Project -- Resource Management and Job Scheduling (Zhiling Lan)
In any large-scale system, workload management system (aka resource management and job scheduling) plays a critical role for efficient resource utilization and workload execution. Current workload management systems concentrate on CPU utilization and make an allocation decision solely based on application processor footprint. This is completely at odds with the emerging hybrid system architectures and diverse workload requirements. Future machines are expected to comprise millions of computing cores and embody extreme heterogeneity at many aspects (e.g., CPU and accelerators/co-processors, multi-level networking, memory hierarchy, burst buffer, storage, etc.). Meanwhile, the exponential growth in computing power has provided the enabling infrastructure to attack scientific problems that are much larger and more complex, and the emerging workloads comprise not only compute-intensive applications, but also memory- intensive, data-intensive, and on-demand applications. These applications have diverse resource requirements and exhibit different characteristics with regard to their execution. The extreme heterogeneity of hardware devices, combined with workload evolution, will render obsolete the current resource management infrastructure and force a disruptive change in the form, function, and interoperability of future resource management.
We propose the development of a flexible, intelligent, and multi-dimensional workload management system for extreme-scale high-performance computing. Flexibility indicates that resource management is driven by an adaptive process where diverse workload requirements are specified and exposed to allow differentiated services for the mixed workloads.
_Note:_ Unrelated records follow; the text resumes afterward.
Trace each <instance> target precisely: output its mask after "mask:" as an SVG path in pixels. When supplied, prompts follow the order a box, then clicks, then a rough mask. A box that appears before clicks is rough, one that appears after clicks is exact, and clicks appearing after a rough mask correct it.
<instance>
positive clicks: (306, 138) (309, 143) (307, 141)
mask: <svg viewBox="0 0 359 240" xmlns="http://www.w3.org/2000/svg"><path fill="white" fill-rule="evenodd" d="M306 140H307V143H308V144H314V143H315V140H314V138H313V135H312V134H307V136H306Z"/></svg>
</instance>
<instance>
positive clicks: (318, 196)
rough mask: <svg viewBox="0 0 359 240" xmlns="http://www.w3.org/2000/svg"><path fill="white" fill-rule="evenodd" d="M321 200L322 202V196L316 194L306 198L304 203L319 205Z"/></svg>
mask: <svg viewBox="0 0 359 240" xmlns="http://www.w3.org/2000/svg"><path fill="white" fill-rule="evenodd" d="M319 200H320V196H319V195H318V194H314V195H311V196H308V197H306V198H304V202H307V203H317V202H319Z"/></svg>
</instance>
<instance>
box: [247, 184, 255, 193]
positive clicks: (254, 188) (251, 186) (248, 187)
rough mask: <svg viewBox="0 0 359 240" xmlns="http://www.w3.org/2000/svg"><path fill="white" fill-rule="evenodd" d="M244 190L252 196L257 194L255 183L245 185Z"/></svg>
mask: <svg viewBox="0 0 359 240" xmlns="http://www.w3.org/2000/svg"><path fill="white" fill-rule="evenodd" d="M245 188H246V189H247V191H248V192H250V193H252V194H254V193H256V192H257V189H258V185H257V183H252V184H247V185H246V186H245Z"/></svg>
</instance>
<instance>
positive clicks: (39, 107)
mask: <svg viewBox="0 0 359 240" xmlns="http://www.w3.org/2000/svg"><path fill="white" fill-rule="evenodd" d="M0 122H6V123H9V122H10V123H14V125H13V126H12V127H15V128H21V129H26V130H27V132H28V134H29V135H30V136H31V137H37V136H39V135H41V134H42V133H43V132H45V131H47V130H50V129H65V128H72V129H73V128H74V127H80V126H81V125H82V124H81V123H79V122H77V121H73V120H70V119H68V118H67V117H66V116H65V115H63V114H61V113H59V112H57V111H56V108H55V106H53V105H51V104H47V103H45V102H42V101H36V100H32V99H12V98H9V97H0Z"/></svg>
Multi-dimensional capability provides an integrated and coordinated management of a variety of on-chip and off-chip resources and possibly other fine-grained system resources. Intelligence denotes information about system resources and workload requirements are automatically gathered, analyzed, and acted on for efficient resource utilization and application performance.
A critical challenge in developing workload management system is the inability to study the impact of job scheduling and allocation at scale. To remedy this problem, we will extend the open-source scheduling simulator CQSim developed by the team led by Lan. CQSim emulates the real batch scheduler: a real system takes jobs from user submission, while CQSim takes jobs by reading the job arrival information in the trace. Rather than executing jobs on a system, CQSim simulates job execution by advancing the simulation clock according to the job runtime information in the trace. We will expand CQsim by adding new functionalities and features to support flexible, intelligent, and multi-dimensional workload management system for current and next-generation computer clusters.
This project will be suitable for undergraduate students with general computer systems experience, such as data structures, system programming, and Python programming. With the right guidance from the mentor Lan and her senior PhD students working on workload management, we believe that students with a solid systems background will be productive on this topics over a 10-week period.